Top Chinese e-commerce firm Alibaba.com more than doubled its first-quarter earnings, beating forecasts, on strong demand for online trade and improved profit margins due to successful cost management.
Alibaba, in which U.S. Internet company Yahoo is a key investor, said on Tuesday that the slowing U.S. economy would continue to pose challenges to the global trading environment.
"But we believe we are well prepared to mitigate the potential effects by continuous development of our China marketplace as well as focusing on industries and regions less likely to be affected," Chief Executive Director David Wei said in a statement.
Alibaba, which operates an online business-to-business site connecting firms looking to import and export Chinese goods, reported a net profit of 300.7 million yuan ($43 million) for the three months ended in March, up from 142.1 million yuan in the same period in 2007.
That beat quarterly earnings forecasts of 263 million to 290 million yuan, according to two analysts polled by Reuters.
News that the world's biggest software maker Microsoft dropped a bid for Yahoo knocked Alibaba shares down 6 percent on Monday.
The stock jumped 12.5 percent to a four-week high last Friday amid talk that Microsoft might raise its Yahoo bid.
But Microsoft abandoned its bid on Saturday after failing to agree with Yahoo on pricing.
Yahoo owns 39 percent of Alibaba's parent, Alibaba Group, and Microsoft's failure to win Yahoo means potential business opportunities Alibaba might have had with Microsoft, such as in advertising or online trading, would not now likely materialize.
Its shares, listed in Hong Kong in November after ranking as the city's most popular IPO last year, rose 1.05 percent on Tuesday, outperforming a 0.3 percent gain in the blue-chip Hang Seng Index.

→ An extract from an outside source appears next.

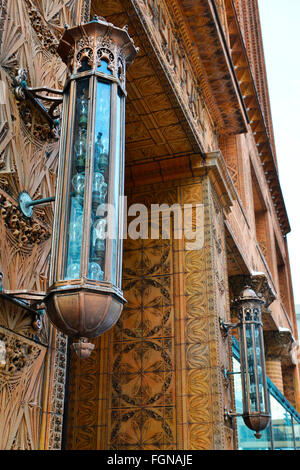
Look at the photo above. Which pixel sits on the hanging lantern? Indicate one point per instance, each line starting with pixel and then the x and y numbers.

Analysts showed concern about Alibaba's premium membership growth, as well as the impact of yuan appreciation and a slowing U.S. economy on its customer renewal rate.
But Alibaba, looking to serve small- to medium-sized businesses, shrugged off the threat of a slowing global economy, saying this could instead be an opportunity for itself and its customers.
"E-commerce helps small and medium-sized companies to control costs, to source better and make better profits. It could enable them to survive," Alibaba CEO David Wei told reporters after a shareholder meeting in Hong Kong on Monday.
Its shares lost more than two-fifths of their value in the first quarter amid a global stock selloff and on concern about the growth of its premium memberships amid a slowing U.S. economy.
It underperformed an 18 percent loss in the blue-chip Hang Seng Index in the same period.
Citigroup downgraded Alibaba's stock twice last month to sell from buy, saying the expiration of a lock-up period for IPO shares in early May would create an additional negative overhang for the stock.
"We believe that now is the right time for Alibaba.com to scale up in other markets such as India, though we believe that the company will need to sell higher-yielding Gold Supplier memberships directly to build a market-leading position," James Mitchell, an analyst at Goldman, said in a recent research note.
The company announced last week that it would join forces with an Indian business magazine and telephone directory publisher, Infomedia, to develop an online trading platform for Indian companies.
Alibaba has more than 400,000 members in India with more than 20,000 India companies signing up each month since January 2008.